Being actively and explicitly nice, yet honest, to one’s teammates does a few interesting things to overall team dynamic. More people speak up and offer ideas. Jerks become more visible. More conflict bubbles up and out, and leads to a healthy discussion.

It may even lead to delivering more value, while enjoying working together more.


Monday, March 13, 2017

Brown-field development

Image Copyright @ Robert Brooklyn http://unemployedprogrammer.blogspot.com/

Developers often complain about working on legacy code base. “Green field” development, i.e. writing brand-new systems where no code existed before, is relatively rare. Most software development work happens in the midst of the pre-existing and often relatively old coding.

Why is so much work being done on legacy projects? If people prefer to work on new code, and people in software development industry often get what they want – why isn’t there more of brand-new software projects?  After all, software developers nowadays get shiny offices with nap pods and gourmet catering, free laundry services and massages on-site.

It is well-documented that most of tech startups fail.  Most ideas do not lead to sufficient ROI and good business value.

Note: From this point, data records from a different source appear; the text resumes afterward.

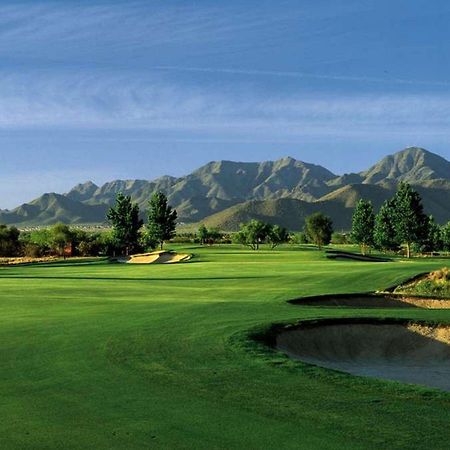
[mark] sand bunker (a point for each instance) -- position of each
(161, 257)
(409, 353)
(373, 301)
(348, 256)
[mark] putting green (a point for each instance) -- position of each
(105, 355)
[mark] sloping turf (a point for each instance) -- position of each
(121, 356)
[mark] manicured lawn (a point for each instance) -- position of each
(102, 355)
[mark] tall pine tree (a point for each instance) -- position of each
(410, 221)
(385, 237)
(363, 225)
(162, 219)
(125, 221)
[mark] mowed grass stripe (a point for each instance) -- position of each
(112, 356)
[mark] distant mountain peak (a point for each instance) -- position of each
(219, 185)
(413, 164)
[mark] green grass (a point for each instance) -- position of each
(115, 356)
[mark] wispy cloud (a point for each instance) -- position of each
(140, 24)
(295, 74)
(127, 103)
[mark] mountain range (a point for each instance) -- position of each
(226, 193)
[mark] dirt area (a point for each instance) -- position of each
(26, 260)
(373, 301)
(411, 353)
(161, 257)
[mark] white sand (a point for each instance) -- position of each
(414, 354)
(160, 257)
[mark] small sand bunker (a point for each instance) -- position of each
(409, 353)
(161, 257)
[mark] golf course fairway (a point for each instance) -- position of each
(100, 355)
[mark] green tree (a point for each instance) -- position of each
(385, 237)
(126, 224)
(162, 219)
(203, 234)
(433, 241)
(9, 241)
(61, 237)
(214, 235)
(445, 233)
(319, 229)
(363, 225)
(253, 234)
(410, 221)
(277, 235)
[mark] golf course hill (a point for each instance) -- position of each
(158, 257)
(225, 193)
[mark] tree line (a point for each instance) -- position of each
(400, 221)
(128, 233)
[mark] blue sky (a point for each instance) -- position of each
(136, 89)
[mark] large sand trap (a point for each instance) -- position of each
(373, 301)
(413, 353)
(161, 257)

A lot of software projects get done [to some degree] and then thrown away, because they did not turn out to be viable enough to keep investing in. 

So what is left is a select few projects that turned out to be spectacular successes: profitable enough to keep using and getting business value from for a good long time. Organizations choose to continue to invest in these projects because older systems offer continuous income and a well-known ROI based on past history. While these projects are relatively rare, they tend to be large: small projects grow over time, and over 80% of investment in a software system happens after the project is declared done and enters maintenance mode.

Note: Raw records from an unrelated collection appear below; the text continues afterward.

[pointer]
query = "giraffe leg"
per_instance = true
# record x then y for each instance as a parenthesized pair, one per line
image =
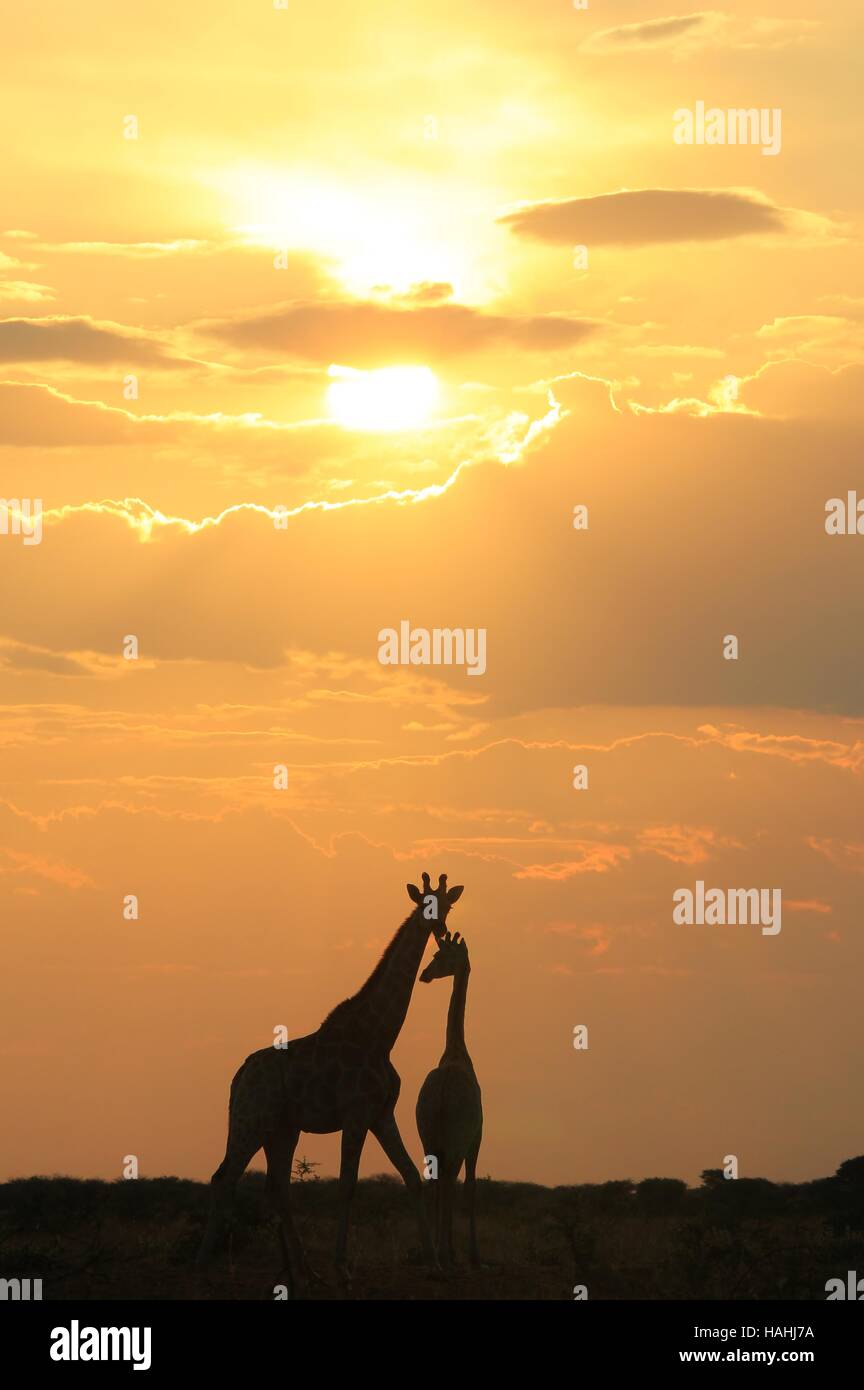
(222, 1186)
(447, 1194)
(279, 1151)
(388, 1136)
(471, 1200)
(353, 1139)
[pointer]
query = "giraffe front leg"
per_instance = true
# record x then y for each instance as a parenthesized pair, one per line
(388, 1136)
(353, 1139)
(471, 1200)
(279, 1151)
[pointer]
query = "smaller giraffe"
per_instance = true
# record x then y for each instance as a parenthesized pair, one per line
(449, 1107)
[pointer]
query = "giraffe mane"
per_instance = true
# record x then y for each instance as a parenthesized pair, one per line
(343, 1009)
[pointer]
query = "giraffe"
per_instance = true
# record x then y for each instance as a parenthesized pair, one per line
(449, 1107)
(339, 1077)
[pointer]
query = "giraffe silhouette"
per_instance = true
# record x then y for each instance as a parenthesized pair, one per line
(449, 1107)
(339, 1077)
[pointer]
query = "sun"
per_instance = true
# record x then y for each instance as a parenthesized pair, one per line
(389, 398)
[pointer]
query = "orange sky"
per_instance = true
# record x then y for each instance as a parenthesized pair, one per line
(189, 328)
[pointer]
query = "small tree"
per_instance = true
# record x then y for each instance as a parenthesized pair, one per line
(304, 1171)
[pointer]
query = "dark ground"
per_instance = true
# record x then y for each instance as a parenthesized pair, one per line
(745, 1239)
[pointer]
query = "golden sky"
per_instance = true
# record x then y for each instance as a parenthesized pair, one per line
(320, 319)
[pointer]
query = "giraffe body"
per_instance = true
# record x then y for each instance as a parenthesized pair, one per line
(339, 1077)
(449, 1107)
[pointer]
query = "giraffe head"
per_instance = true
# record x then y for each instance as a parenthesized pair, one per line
(434, 904)
(450, 958)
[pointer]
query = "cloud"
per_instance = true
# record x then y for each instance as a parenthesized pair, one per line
(650, 216)
(689, 34)
(25, 292)
(653, 32)
(368, 334)
(77, 339)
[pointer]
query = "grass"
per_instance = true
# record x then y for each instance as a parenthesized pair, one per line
(746, 1239)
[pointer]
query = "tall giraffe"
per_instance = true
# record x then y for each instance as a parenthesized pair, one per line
(449, 1107)
(339, 1077)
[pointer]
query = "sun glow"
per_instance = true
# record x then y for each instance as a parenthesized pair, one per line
(389, 398)
(382, 239)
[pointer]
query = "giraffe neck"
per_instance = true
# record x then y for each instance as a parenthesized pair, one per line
(379, 1008)
(454, 1045)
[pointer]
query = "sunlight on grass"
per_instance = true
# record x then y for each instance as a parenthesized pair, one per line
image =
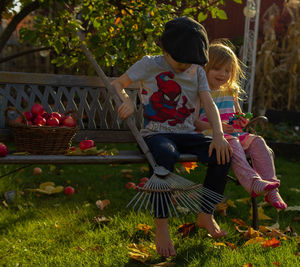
(61, 230)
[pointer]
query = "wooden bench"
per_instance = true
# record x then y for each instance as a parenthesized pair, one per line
(98, 118)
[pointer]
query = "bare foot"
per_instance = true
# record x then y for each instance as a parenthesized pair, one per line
(163, 242)
(208, 222)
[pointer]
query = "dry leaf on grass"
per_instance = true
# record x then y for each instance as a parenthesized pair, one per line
(138, 252)
(271, 243)
(101, 204)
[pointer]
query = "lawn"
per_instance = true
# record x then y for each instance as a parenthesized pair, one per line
(61, 230)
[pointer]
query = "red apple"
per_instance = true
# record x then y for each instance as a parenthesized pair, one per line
(3, 150)
(57, 116)
(69, 122)
(52, 121)
(83, 145)
(37, 109)
(37, 171)
(39, 121)
(69, 190)
(144, 180)
(18, 120)
(28, 115)
(130, 185)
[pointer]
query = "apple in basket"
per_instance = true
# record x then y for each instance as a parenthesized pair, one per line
(37, 109)
(57, 116)
(39, 121)
(83, 145)
(3, 150)
(69, 121)
(52, 121)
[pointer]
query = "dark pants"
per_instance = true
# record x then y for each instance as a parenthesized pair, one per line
(166, 149)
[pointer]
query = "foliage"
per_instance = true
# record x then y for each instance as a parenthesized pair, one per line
(278, 60)
(281, 132)
(118, 32)
(60, 230)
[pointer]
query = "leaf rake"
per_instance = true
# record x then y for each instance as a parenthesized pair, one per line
(165, 192)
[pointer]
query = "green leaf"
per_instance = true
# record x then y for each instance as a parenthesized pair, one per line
(221, 14)
(202, 17)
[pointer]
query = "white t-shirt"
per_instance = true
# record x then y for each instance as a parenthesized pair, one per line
(169, 99)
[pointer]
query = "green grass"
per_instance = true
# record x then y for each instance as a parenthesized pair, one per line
(58, 230)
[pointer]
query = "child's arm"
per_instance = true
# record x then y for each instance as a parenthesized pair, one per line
(219, 143)
(126, 109)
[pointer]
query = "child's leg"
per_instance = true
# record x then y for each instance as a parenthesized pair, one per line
(164, 245)
(263, 163)
(215, 180)
(246, 175)
(165, 153)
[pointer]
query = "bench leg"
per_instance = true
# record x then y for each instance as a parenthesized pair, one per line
(254, 213)
(11, 172)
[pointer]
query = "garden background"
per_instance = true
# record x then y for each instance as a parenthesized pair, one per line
(38, 36)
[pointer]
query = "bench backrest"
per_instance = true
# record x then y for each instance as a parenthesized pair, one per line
(86, 95)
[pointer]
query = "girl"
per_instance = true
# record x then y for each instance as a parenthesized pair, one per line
(172, 83)
(223, 72)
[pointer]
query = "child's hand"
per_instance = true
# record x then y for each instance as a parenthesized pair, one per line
(227, 128)
(126, 109)
(222, 147)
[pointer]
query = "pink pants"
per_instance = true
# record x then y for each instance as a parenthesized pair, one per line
(262, 162)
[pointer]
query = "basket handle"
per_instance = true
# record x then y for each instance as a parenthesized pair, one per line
(18, 111)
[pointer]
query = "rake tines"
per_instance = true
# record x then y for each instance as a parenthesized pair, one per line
(173, 193)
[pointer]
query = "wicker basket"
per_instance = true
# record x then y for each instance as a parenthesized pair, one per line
(41, 140)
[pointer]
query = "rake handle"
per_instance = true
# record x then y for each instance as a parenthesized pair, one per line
(129, 121)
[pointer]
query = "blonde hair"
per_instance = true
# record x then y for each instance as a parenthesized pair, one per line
(221, 53)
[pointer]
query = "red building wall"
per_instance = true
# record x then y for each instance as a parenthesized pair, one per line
(233, 27)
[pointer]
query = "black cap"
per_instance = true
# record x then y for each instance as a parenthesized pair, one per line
(186, 41)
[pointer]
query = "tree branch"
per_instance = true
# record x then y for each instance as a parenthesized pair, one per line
(23, 53)
(15, 21)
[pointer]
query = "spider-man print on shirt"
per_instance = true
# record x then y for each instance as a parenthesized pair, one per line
(163, 104)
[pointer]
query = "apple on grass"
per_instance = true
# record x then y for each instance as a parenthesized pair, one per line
(130, 185)
(69, 190)
(86, 144)
(3, 150)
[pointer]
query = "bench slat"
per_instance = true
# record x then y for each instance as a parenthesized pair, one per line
(123, 157)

Most of the non-startup development happens on the large, hairy, hugely successful projects with boring names and scrappy old interfaces. The code can be old, but the system is brilliant – it survived the competition with all other competing projects in its business space.  This is where the ROI and the business value are.  

The offices may be getting nicer and brighter, but we are likely to continue working on in the deep-brown for the foreseeable future.